Yu says global portfolios now hold Latin American sovereign debt at multi-year highs, above 2023 peaks

    by VT Markets
    /
    Feb 19, 2026
    BNY EMEA Macro Strategist Geoff Yu says Latin American sovereign debt positioning in global portfolios is at multi-year highs. Combined holdings in Brazil, Mexico, Argentina, Chile, Colombia, and Peru are now above the peaks seen in 2023. Total sovereign holdings in the region are just under 1.2% of global sovereign bond holdings. Latin American bonds are no longer under-owned versus historical levels. If U.S. yields stabilise or rise, positioning may matter less for valuations. Future returns are likely to depend more on domestic fundamentals and U.S.–regional relations. The article was created with the help of an Artificial Intelligence tool and reviewed by an editor. It was published by the FXStreet Insights Team, which curates market observations and adds analysis from internal and external contributors. Latin American sovereign debt now looks like a crowded trade. Our holdings in the region are above the 2023 highs. This suggests the easy gains may be over because the asset class is no longer under-owned. With combined holdings just under 1.2% of total sovereign bonds, the risk of a reversal is rising. Risks are increasing as U.S. yields firm, which can hurt the carry trade. Last week’s U.S. January inflation print was hotter than expected at 3.1%. That makes near-term Federal Reserve rate cuts less likely, possibly pushing them beyond summer. Higher U.S. yields make U.S. debt more attractive and can pressure emerging market assets. Over the next few weeks, we should consider buying put options on broad Latin American bond ETFs to hedge our long exposure. This can be a relatively low-cost way to protect against a pullback driven by higher U.S. rates. It can also benefit from a rise in volatility, which looks more likely now that the positioning tailwind has faded.

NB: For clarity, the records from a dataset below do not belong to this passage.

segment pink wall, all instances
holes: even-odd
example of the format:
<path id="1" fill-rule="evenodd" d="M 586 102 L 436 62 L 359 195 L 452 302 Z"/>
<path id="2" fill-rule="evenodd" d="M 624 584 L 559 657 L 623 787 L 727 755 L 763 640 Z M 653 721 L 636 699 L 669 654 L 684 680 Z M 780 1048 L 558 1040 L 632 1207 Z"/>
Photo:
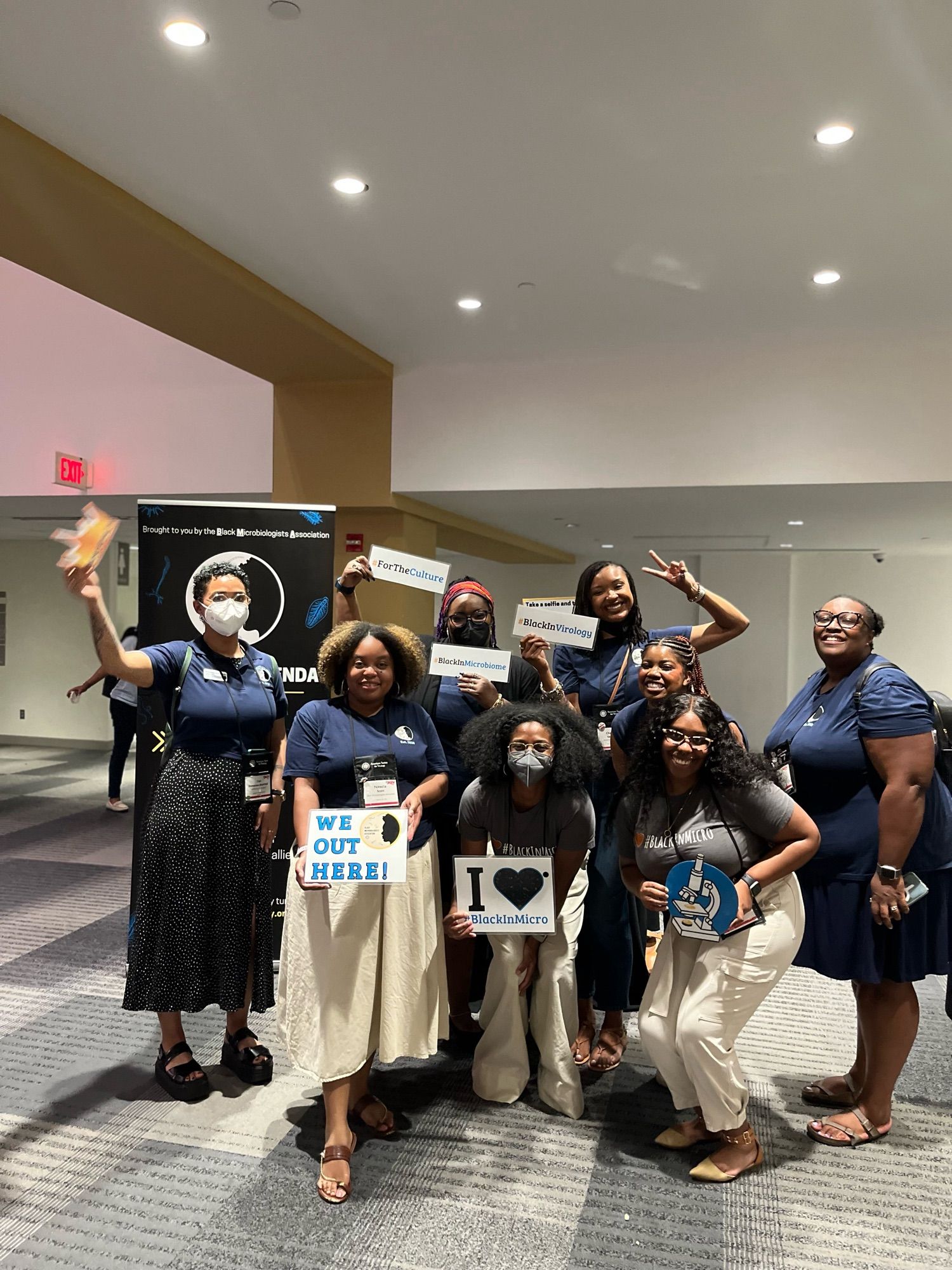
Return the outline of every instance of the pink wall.
<path id="1" fill-rule="evenodd" d="M 272 385 L 0 259 L 0 495 L 272 489 Z"/>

Currency risk is now the main concern, especially after the sharp sell-off in the Mexican peso in Q4 2025. Hedging BRL and COP exposure with currency options also makes sense. A stronger dollar could erase any remaining yield advantage from the bonds. Country selection is now more important, because domestic fundamentals should drive performance. For example, Peru’s copper exports are rising while Chile’s are lagging, which may support a relative-value trade. One approach is to use credit default swaps (CDS) to go long Peru sovereign risk while shorting Chile, aiming to capture the widening gap.